No, the Tide was doing something not normally seen by athletes as they prepare to compete for the ultimate prize in their sport — they were smiling.
“Really? It’s a fun thing, to compete,” junior Ashley Sledge said. “It’s a fun thing to have the opportunity to compete at the national championship. Only 12 schools in the nation are able to do that, so that’s a fun thing to do.”
Alabama will compete in the NCAA Championship this weekend in Duluth, Ga., starting Friday night. The Tide is looking for its sixth national championship under head coach Sarah Patterson and in school history.
There is a significant amount of pressure that comes with competing at the national championships — especially for a program like Alabama, with its rich history and tradition. But the Tide has been there before; 30 straight championship appearances mean this pressure is not a new feeling.
“I don’t think it should be pressure,” Patterson said. “I want the ladies to enjoy it. This is what they’ve worked all year for. That’s one of the reasons we’ve been successful. If you can just take that pressure off of them and let them enjoy the competition and keep their confidence, I think they can do better.”
One situation the Tide is not so familiar with, however, is being in the position to repeat as national champions. Alabama has taken home first place at nationals five times, but never twice in a row.
But Alabama will be looking to do just that in 2012.
“There’s definitely no talk about trying to repeat a national championship,” said Ashley Priess, a senior and one of the vocal leaders for Alabama. “Our goal every year and what we stay consistent with is trying to be on the floor the last night of the national championship with the opportunity to win a title.”
There is another Alabama coach who understands the pressure of trying to repeat as national champions. Nick Saban’s football team fell short in 2010, losing three games after an undefeated 2009 season, but will have another chance in 2012.
Saban spoke to the gymnastics team before they left for Duluth.
“He really talked about taking one step at a time and not focusing on the outcome,” junior Marissa Gutierrez said. “It really showed us to take every routine, every turn, every practice play-by-play and not focus on the big picture.”
Junior Ashley Sledge talked about Saban’s message of consistency and continuity.

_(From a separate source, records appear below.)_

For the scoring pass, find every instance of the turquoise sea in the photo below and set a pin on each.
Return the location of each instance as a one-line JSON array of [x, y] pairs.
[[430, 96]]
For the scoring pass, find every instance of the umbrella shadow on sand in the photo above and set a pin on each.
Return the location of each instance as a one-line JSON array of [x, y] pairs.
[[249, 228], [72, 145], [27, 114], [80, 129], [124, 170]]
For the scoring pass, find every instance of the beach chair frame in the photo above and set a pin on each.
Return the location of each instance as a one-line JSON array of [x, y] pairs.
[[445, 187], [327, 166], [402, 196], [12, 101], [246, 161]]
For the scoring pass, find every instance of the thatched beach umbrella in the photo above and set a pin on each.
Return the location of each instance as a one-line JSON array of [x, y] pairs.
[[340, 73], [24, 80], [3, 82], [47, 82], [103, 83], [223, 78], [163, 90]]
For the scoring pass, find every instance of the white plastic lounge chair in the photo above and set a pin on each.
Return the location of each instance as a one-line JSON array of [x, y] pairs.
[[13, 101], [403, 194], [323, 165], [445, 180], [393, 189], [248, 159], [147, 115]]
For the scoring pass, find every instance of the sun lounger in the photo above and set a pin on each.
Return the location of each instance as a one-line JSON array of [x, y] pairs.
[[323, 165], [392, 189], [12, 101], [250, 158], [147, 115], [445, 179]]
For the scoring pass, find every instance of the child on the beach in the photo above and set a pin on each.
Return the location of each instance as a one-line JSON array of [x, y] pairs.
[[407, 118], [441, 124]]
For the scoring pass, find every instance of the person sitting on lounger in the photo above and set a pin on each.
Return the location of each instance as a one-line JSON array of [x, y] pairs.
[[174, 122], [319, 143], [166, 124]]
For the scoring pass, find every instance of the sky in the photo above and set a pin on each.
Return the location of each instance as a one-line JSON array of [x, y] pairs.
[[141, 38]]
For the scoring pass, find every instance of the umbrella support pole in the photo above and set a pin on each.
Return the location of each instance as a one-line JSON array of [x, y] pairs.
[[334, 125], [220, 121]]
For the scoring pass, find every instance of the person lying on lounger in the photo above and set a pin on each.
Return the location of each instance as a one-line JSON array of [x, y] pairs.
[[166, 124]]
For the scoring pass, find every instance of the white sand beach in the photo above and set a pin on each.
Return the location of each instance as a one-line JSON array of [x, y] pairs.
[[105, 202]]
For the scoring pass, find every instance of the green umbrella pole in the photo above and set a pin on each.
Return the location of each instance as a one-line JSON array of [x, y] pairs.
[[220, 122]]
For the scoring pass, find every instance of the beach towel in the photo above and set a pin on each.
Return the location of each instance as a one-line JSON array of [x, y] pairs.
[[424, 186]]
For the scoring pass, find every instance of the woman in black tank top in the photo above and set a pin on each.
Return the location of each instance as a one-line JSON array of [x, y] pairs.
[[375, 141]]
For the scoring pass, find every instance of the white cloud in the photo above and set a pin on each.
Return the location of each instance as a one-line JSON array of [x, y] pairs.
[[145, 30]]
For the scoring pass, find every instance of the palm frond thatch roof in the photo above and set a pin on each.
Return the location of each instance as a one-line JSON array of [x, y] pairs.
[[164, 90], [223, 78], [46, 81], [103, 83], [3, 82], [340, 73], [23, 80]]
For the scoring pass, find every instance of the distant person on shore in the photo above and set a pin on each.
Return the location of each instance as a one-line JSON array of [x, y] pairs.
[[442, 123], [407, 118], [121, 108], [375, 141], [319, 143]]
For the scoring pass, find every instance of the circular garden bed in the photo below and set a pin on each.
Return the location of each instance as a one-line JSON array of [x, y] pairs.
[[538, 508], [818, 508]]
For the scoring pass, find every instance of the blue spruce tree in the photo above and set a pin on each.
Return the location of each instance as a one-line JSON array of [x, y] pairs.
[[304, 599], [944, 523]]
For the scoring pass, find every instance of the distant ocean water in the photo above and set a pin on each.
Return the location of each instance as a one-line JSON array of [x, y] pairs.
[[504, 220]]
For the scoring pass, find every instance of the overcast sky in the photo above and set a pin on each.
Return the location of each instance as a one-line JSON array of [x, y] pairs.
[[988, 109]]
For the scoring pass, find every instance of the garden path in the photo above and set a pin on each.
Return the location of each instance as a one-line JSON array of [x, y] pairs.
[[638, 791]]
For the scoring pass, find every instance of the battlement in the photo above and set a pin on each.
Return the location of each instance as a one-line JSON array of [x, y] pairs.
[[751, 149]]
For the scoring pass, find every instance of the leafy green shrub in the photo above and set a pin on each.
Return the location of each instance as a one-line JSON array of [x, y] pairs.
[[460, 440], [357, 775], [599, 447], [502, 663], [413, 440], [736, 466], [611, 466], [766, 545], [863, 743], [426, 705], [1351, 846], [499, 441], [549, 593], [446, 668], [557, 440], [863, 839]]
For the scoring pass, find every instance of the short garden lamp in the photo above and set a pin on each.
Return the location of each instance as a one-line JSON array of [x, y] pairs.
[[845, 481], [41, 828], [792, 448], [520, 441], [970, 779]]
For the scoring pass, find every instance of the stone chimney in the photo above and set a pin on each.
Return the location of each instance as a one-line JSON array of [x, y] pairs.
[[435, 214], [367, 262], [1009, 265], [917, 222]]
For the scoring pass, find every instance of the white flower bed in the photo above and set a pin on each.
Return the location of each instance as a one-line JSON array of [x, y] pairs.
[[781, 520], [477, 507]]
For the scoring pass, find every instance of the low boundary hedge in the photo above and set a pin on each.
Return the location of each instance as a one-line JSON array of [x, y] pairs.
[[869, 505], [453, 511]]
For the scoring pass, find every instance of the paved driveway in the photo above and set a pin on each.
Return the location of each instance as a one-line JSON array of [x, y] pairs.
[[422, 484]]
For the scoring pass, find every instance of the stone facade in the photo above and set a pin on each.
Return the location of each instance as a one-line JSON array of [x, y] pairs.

“He just really stressed the importance of not changing your performance to fit the circumstance,” she said. “We train a certain way to perform a certain way. Whether we’re competing against a [Division-3 school] or if we’re competing against UCLA at the national championship, it doesn’t matter, the performance stays the same.”
But, regardless of their performance, the Tide gymnasts will go about their business just as they have all week and all season: With smiles on their faces.